As I pass the 10 steep marker, the broth is now vaporous in the mouth. It seems to barely register on the tongue, yet it lingers at the back of the mouth and pushes forth an exquisite sweetness. Swelling from beneath the tongue it intensifies, saturating the mouth, heightening salivation. The lid of the gaiwan is heavy with sugar. The hui gan is profound and lingering.

An hour on, it remains…

steeping listening: Christian Fennesz: AUN

Gua Feng Zhai in a new space with a dose of David Bowie

It has been a little over two weeks on from my move, and I continue adjusting to the new space. As expected during this period of acclimation my tea sessions had fallen a little flat, when they happened at all. Moving was certainly a whole lot easier when I was younger before I had accumulated an inordinate amount of records and books. It seems our possessions have a way of sneaking up on us in the night, don’t they?

Today, I found myself more at peace with my new surroundings, even coupled with it being surprisingly hot here in Northern Massachusetts. While I normally tend to thrive in the heat, it did manage to throw me off a bit today. It felt downright nuclear on my patio during my preparation of the first steeping. It was barely noon. With that said, today still ended up being a good tea day.

If you’ll remember from my last post, I made note that the Gua Feng Zhai was my favorite wrapper from Tea Urchin’s Spring 2012 offerings.
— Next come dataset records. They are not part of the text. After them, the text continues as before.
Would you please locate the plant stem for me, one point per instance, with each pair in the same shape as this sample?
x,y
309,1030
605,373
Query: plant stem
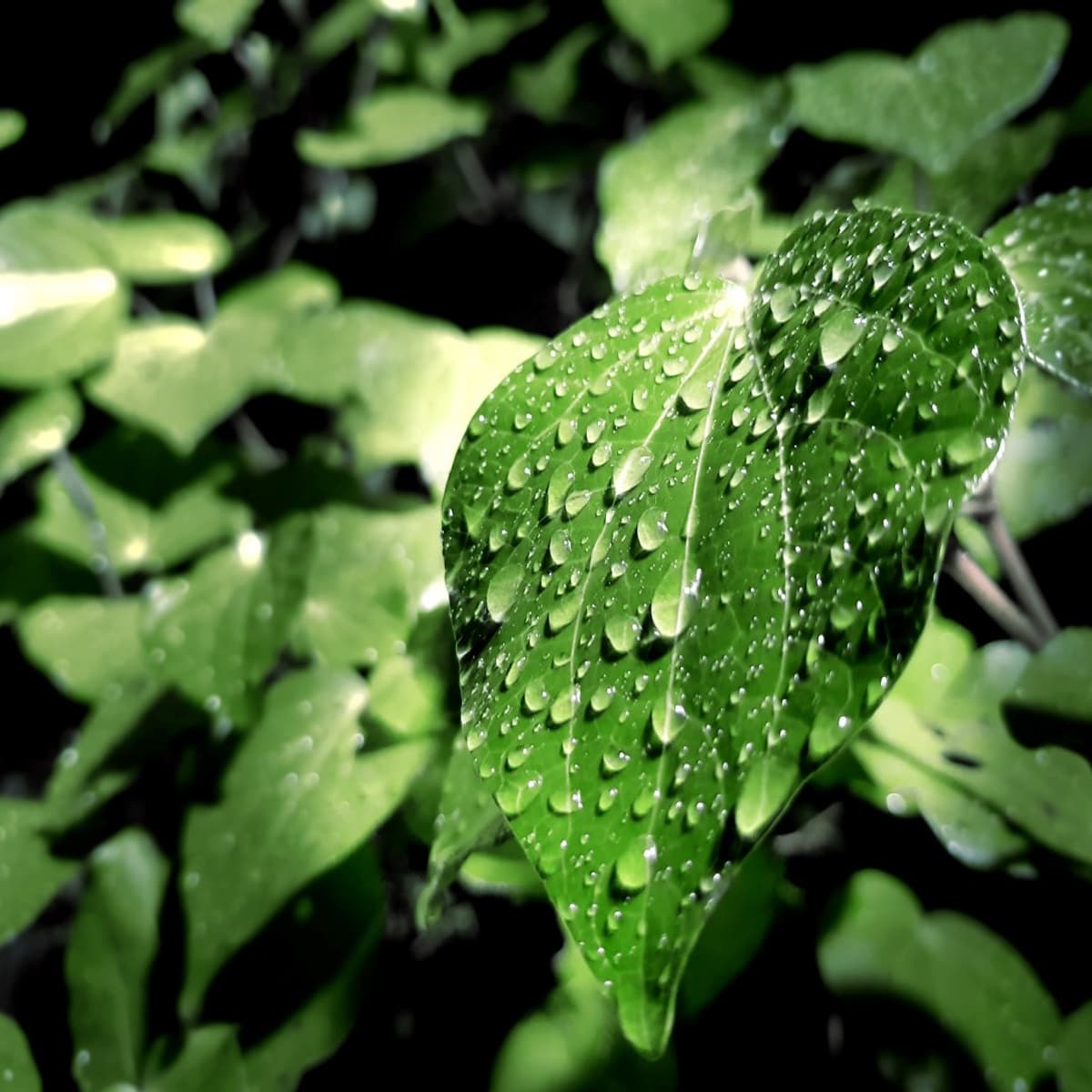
x,y
970,576
77,492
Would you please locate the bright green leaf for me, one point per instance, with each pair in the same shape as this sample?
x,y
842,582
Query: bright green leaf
x,y
16,1063
1046,248
108,959
1046,475
167,247
30,875
969,978
697,530
959,86
35,429
671,30
61,304
658,192
392,125
300,795
83,644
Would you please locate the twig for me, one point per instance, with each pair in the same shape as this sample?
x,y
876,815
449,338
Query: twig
x,y
970,576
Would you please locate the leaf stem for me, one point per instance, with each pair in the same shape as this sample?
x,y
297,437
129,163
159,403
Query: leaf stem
x,y
969,574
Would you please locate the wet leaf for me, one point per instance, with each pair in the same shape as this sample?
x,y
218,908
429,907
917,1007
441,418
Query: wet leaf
x,y
82,643
16,1064
1046,247
300,795
1046,475
671,31
35,429
698,534
970,980
63,304
960,85
108,959
30,875
167,247
658,192
392,125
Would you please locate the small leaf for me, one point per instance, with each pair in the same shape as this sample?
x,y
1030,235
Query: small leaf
x,y
392,125
1046,248
16,1063
83,644
960,85
300,796
35,429
970,980
1046,475
167,247
658,192
63,303
671,31
114,940
698,530
30,875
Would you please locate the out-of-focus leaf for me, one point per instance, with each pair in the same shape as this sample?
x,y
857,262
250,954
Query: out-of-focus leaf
x,y
671,30
300,794
546,87
658,192
1047,249
970,980
114,940
959,86
35,429
217,632
30,875
61,304
16,1064
83,644
392,125
1046,475
167,247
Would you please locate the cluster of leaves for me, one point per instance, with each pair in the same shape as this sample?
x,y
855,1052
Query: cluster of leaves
x,y
692,544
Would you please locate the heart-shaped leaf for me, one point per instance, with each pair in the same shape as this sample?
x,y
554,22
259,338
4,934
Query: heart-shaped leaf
x,y
697,534
1047,248
959,86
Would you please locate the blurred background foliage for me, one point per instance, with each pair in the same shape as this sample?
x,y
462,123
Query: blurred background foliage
x,y
259,262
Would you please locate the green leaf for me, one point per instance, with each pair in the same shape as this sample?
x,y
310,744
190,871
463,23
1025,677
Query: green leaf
x,y
178,380
217,632
12,126
109,956
300,795
35,429
63,301
82,643
970,980
1057,678
658,192
1046,248
216,22
983,181
546,87
30,875
470,37
393,125
167,247
950,754
671,30
697,530
1046,475
1074,1057
959,86
16,1063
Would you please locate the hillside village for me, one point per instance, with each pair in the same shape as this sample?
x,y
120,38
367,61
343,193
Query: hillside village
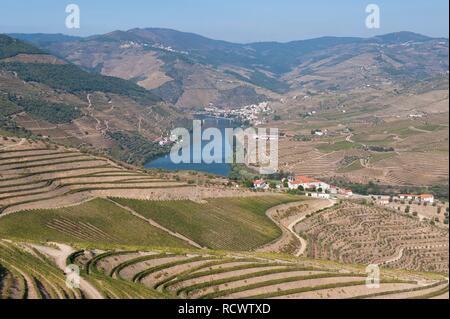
x,y
317,188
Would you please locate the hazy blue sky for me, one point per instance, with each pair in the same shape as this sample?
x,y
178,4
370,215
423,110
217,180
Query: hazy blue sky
x,y
233,20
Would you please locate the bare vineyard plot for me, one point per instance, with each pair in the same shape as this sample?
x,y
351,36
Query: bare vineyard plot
x,y
97,221
229,224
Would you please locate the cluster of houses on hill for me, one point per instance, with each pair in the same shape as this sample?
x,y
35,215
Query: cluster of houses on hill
x,y
423,198
311,186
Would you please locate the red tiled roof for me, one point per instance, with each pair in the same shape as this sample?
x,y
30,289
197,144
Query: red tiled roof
x,y
259,182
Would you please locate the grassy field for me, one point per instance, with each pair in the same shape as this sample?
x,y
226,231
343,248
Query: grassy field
x,y
98,221
233,224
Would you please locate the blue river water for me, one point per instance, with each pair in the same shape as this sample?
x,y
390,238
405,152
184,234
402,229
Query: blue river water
x,y
221,168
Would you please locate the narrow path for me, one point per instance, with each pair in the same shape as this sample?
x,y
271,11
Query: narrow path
x,y
155,224
59,256
22,141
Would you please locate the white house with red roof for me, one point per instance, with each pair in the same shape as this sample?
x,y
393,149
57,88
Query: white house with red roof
x,y
260,184
307,183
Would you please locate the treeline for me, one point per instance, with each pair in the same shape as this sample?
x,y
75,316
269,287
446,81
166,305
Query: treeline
x,y
371,188
72,79
133,148
56,113
10,47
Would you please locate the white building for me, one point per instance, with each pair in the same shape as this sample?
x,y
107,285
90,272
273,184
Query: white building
x,y
307,183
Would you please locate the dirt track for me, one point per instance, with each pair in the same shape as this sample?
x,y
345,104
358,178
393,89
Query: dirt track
x,y
290,241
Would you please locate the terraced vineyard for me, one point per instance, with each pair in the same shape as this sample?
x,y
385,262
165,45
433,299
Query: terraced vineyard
x,y
354,233
208,275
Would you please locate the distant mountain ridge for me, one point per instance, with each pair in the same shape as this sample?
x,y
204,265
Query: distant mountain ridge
x,y
43,96
193,71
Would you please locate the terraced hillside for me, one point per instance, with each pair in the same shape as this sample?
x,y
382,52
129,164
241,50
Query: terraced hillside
x,y
354,233
202,275
237,224
36,175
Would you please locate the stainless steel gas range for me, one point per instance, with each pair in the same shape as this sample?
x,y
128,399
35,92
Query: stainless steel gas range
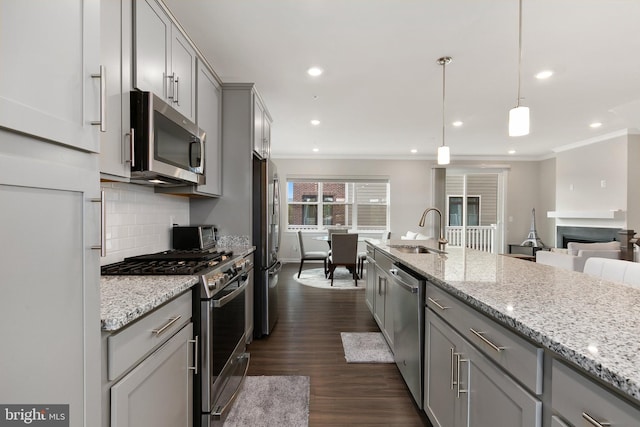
x,y
218,315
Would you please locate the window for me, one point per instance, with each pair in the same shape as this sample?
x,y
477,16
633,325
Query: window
x,y
316,205
455,211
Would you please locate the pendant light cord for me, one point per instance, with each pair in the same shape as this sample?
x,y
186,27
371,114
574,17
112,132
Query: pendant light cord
x,y
444,64
519,49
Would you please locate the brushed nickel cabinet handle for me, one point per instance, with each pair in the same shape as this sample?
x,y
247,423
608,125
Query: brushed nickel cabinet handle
x,y
437,304
132,147
103,226
176,85
459,360
164,328
485,340
170,86
194,368
102,75
593,421
452,360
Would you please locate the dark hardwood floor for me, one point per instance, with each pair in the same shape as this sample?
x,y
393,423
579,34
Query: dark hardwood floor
x,y
306,341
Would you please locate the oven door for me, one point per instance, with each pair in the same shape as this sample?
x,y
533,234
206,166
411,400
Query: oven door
x,y
225,362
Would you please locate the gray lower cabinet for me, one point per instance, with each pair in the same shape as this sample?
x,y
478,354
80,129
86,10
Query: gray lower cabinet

How wonderful then to discover that it was even lovelier to behold upon its arrival in the post.

In its obvious attempt to challenge my re-wrapping skills, the cake comes double wrapped. (Alas, my dear sweet cake, these are the once trained hands of a baker and chocolatier, so your challenge shall be met and conquered.)

Upon removal of the first layer, a pungent aromatic blast of a hearty young sheng revealed itself, possessed with just the right amount of sweetness to make my heart flutter. I actually believe my eyes may have also fluttered for a second à la Bugs as Valkyrie Brunhilde.
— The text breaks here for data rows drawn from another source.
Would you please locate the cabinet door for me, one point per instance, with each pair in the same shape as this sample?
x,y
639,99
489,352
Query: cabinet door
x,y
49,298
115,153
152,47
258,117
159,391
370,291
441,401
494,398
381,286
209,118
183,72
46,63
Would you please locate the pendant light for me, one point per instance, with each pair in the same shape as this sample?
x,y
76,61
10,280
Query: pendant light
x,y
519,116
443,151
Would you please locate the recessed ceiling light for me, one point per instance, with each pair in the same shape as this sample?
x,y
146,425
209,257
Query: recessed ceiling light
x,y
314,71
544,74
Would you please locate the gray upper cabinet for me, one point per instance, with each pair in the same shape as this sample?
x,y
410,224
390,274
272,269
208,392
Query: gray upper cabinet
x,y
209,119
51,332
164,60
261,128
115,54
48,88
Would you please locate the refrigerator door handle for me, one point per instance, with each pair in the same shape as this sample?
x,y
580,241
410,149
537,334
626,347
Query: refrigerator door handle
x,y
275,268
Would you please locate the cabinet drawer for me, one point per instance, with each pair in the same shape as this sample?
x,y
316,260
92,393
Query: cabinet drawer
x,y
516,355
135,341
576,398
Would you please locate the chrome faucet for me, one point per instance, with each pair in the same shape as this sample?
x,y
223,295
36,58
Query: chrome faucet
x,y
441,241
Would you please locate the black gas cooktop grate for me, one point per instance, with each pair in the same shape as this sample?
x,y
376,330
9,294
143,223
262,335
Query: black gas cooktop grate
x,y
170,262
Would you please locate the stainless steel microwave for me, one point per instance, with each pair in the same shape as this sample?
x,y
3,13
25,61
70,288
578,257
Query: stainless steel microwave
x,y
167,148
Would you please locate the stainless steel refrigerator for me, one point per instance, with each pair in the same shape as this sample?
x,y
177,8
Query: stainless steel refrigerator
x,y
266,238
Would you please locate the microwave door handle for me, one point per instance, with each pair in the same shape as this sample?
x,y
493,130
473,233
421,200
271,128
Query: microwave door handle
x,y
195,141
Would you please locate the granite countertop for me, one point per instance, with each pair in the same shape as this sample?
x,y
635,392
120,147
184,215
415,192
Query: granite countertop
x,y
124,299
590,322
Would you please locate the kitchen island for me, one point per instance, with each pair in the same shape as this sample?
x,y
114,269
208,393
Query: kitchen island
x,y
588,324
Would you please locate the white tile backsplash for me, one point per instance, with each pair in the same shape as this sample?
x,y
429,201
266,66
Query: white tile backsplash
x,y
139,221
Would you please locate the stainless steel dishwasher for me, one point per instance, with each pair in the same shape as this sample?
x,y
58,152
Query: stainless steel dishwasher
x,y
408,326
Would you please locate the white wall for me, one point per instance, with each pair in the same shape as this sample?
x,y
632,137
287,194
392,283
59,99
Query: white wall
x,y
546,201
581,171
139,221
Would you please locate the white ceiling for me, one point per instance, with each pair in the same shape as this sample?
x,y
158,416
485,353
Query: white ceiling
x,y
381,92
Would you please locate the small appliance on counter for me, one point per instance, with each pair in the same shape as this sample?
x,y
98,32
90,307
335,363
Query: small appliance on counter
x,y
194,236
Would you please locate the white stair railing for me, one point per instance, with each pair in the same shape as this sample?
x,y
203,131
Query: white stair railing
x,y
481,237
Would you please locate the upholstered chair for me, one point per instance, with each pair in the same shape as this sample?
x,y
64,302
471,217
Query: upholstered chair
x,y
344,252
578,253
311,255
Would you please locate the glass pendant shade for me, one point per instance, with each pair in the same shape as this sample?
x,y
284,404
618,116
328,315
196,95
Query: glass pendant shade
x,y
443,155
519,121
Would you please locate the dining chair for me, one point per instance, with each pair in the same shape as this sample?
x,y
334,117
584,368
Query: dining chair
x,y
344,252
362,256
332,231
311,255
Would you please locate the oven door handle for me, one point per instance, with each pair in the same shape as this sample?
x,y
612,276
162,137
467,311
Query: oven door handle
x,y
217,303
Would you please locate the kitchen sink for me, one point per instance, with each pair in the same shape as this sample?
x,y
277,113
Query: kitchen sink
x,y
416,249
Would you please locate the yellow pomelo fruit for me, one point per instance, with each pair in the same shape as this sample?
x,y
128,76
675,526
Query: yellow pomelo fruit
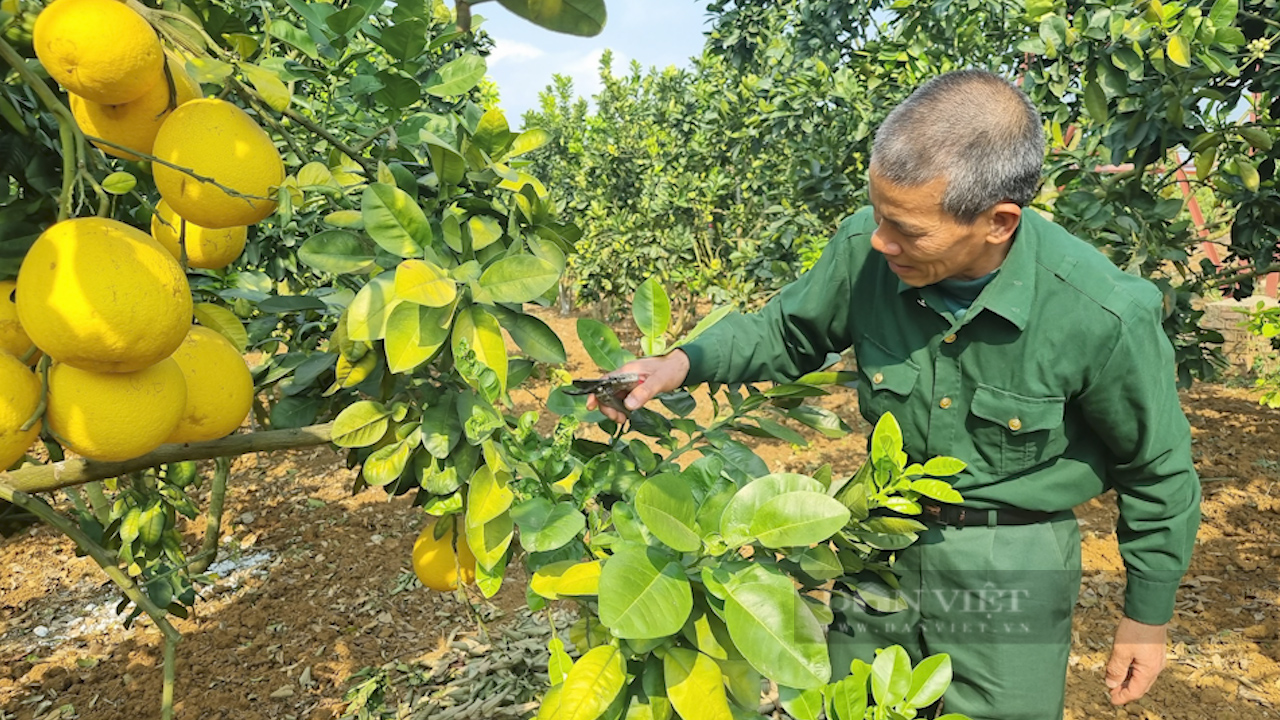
x,y
219,387
216,140
115,417
434,561
99,49
19,396
209,249
100,295
135,124
13,338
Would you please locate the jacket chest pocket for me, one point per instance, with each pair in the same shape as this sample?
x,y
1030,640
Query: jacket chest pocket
x,y
887,381
1014,432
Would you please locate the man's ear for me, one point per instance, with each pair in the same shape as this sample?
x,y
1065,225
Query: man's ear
x,y
1004,222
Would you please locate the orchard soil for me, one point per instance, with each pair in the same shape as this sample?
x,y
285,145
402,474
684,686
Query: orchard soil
x,y
325,589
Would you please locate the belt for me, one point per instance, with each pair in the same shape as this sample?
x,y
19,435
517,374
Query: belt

The leaves pulled apart nicely with just a bit of work from a well placed pick.

As the sip from the first prepared cup entered the mouth, it immediately sent a tingling sensation the length of the tongue to the top of the throat. It reminded of the effect of huā jiāo initially, minus the numbing. Upon consideration though, it seemed far more lively and effervescent, similar to a mouthful of Pop Rocks. And, oh, how this liveliness lasted throughout the session.

It eventually dipped into the throat, halfway down the length of the neck. And for a flash, it reached down a touch further. Even as the last few steeps rendered a pale broth tasting of delicate shades of floral sweetness, it persisted in the mouth, however faintly.
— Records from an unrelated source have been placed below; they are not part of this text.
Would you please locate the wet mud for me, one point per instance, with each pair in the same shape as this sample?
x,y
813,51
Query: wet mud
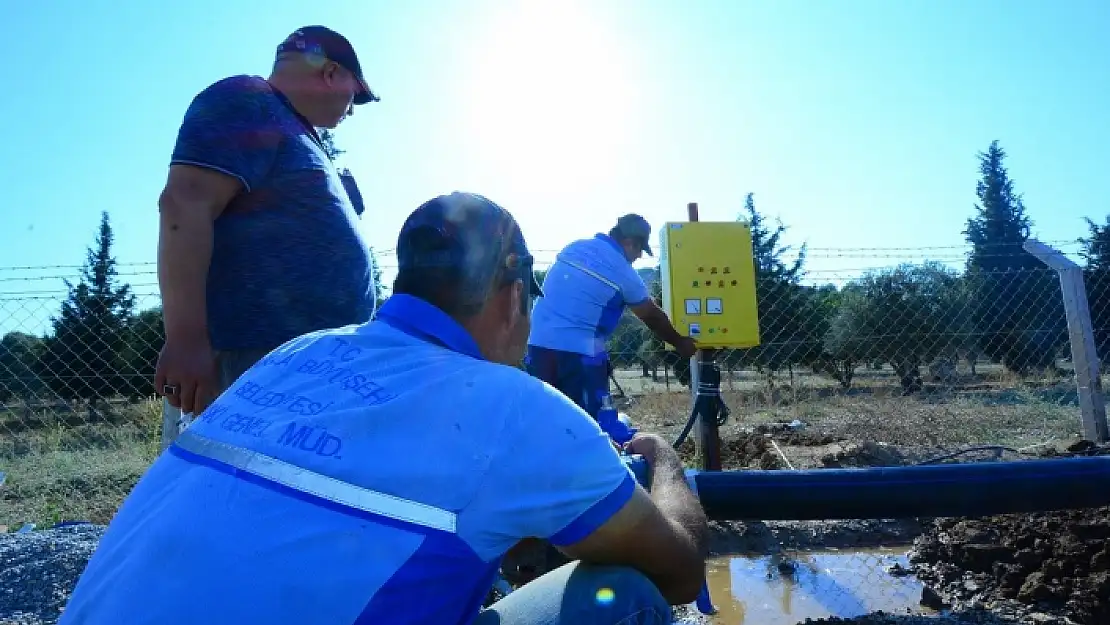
x,y
1053,564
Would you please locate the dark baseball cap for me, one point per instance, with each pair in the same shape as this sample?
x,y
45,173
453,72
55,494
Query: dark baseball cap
x,y
471,233
326,42
634,227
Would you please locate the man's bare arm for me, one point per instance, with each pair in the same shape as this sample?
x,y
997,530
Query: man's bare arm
x,y
193,198
663,534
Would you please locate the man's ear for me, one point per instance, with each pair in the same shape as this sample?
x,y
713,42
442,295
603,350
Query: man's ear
x,y
330,72
515,294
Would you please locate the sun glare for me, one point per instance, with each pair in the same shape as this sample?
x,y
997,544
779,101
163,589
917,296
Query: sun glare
x,y
550,96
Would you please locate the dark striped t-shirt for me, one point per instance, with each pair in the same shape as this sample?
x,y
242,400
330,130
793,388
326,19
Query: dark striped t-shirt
x,y
288,258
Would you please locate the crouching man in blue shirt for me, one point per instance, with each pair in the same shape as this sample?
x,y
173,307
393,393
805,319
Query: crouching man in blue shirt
x,y
377,473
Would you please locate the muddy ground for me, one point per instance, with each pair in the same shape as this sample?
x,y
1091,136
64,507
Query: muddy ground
x,y
1057,563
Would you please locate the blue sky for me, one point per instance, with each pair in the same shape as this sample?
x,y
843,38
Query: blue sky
x,y
855,121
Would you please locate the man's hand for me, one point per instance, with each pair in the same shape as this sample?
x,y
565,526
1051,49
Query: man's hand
x,y
649,446
187,375
686,348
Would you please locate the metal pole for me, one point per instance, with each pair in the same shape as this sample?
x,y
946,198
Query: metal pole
x,y
1081,335
707,435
The broth quickly delivered an exceptional mouth feel which developed across the length of the prepared steeps. It evolved from full and penetrating, to coating and buttery. A thick sweetness pulsed out from beneath the tongue within the first few sips, and continued to swell. It was a pleasing compliment to the gentle ku which presented most strongly across the initial set of steeps, but lingered throughout the session.

Its rather expressive qi presented itself first within the head. It expanded from its center focal point into the brow and crown. At the height of its strength, it seemed to gently pulsate. Standing up quickly from a seated position left me feeling a little wobbly.

More interesting, however, was the latent ball of energy which sank into the middle of the chest around the seventh of eighth steeping. It sat poised just behind the sternum, where it seemed to slowly expand, threatening to make an outward expression of itself. A wee bit Alien-esque, I know. It does, however, properly explain the sensation. It was one of the more interesting sensations I have felt from a tea to date.

I took these leaves a good 12 or 13 steeps. It seemed to have a bit more to offer, however I felt thoroughly content with where it had taken me and decided to let the session end as my hands began to tremble slightly.

While I would agree with Eugene and Belle’s assertion that the Gao Shan Zhai is the pick of the litter out of the spring 2012 teas on offer –at least out of those that I have tried so far– this Gua Feng Zhai is certainly no slouch. I look forward to a few more sessions over the coming months, and then finding out where some time takes it leaves.